I've always thought the best languages were just a step up from another language.
C with garbage collection that compiled natively and had a sane FFI to C would be a good addition. Add a decent library to get work done quickly and you've got a great solution.
That's what it felt like golang was trying to do. I do think it's easier to pick up than C. But it's not something I would say, you must write your code in.
People have raised dozens of issues on the Go tracker because they got stumped by this. You don't really need to look hard on a search engine to see thousands of questions/issues.
If you don't believe me, take a project like k8s and starting from its inception, you can see dozens of issues where people have to explain function returns a nil interface and not a nil value. This is explained a stupendous number of times.
Now repeat this for thousands of Go projects.
Of-course you can claim this is not an issue in the same way that anyone can claim that buffer overflows are not an issue in C/C++ for "real" programmers.
I see people say that they're confused by it a lot, sure. But do the bugs get to production? That was my question. Buffer overflows get to production all the time! But do the concrete vs interface nils get to production or are they caught in dev and then someone opens an issue to ask why it doesn't work? I suspect it's more the later.
Obviously, it would be better if Go didn't have this problem. If I made Go 2, it would have blank interface be "none" and blank pointer be "null". Even better, I would add a reference type that can't be null and sum types or something like that. But these things are all relative.
In Python, people using "is" for numbers is a problem. But in practice only very junior developers do that and it mostly gets caught in dev. There was the Digg outage caused by a default argument being [] instead of None https://lethain.com/digg-v4/ and that I see as a slightly more serious bug that can slip by without good code review.
Every language has pitfalls and the question is whether they outweigh the other benefits.
> But do the bugs get to production? That was my question.
Yes, in my case anyway. That code didn't have any unit tests around it. Goland didn't flag it. It's a pattern that was "surprising" to me at least. Particularly since it breaks with tradition.
I consider Goland to be invaluable when coding go. But still, it's not perfect.
> There was the Digg outage caused by a default argument being [] instead of None
FWIW Pycharm flags this now, and can fix this automatically. Not sure about VSCode.

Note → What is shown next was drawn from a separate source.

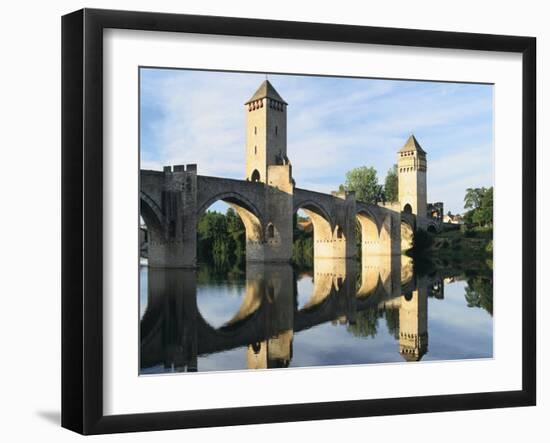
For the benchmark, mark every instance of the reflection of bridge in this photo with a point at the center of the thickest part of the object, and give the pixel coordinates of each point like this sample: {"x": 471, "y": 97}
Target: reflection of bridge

I guess the point I'm making is IDE's should find the novice mistakes, and then a lot of my complaints about languages go away.
Yep. Every now and again I look into contemporary Go and try to give it the benefit of the doubt, but it just looks like intentionally going back to Java 5 [1] and touting the lack of features as a feature. What I find surprising is its apparent popularity among people who also like languages like Typescript and Kotlin, which go in the opposite direction, with high expressibility
To be more controversial, its flaws remind me of COBOL, both in the flawed belief that a lack of expressive power makes your programs easier, rather then harder, to read, and in the sense that both languages seemed completely ignorant of any programming language design ideas outside of their bubble, and just stayed stuck in the past
[1] As of 2022. Prior to that it famously didn't even have generics
Not to be flippant, but I've often heard Go described as taking the programming language advances over the last 50 years and throwing them away.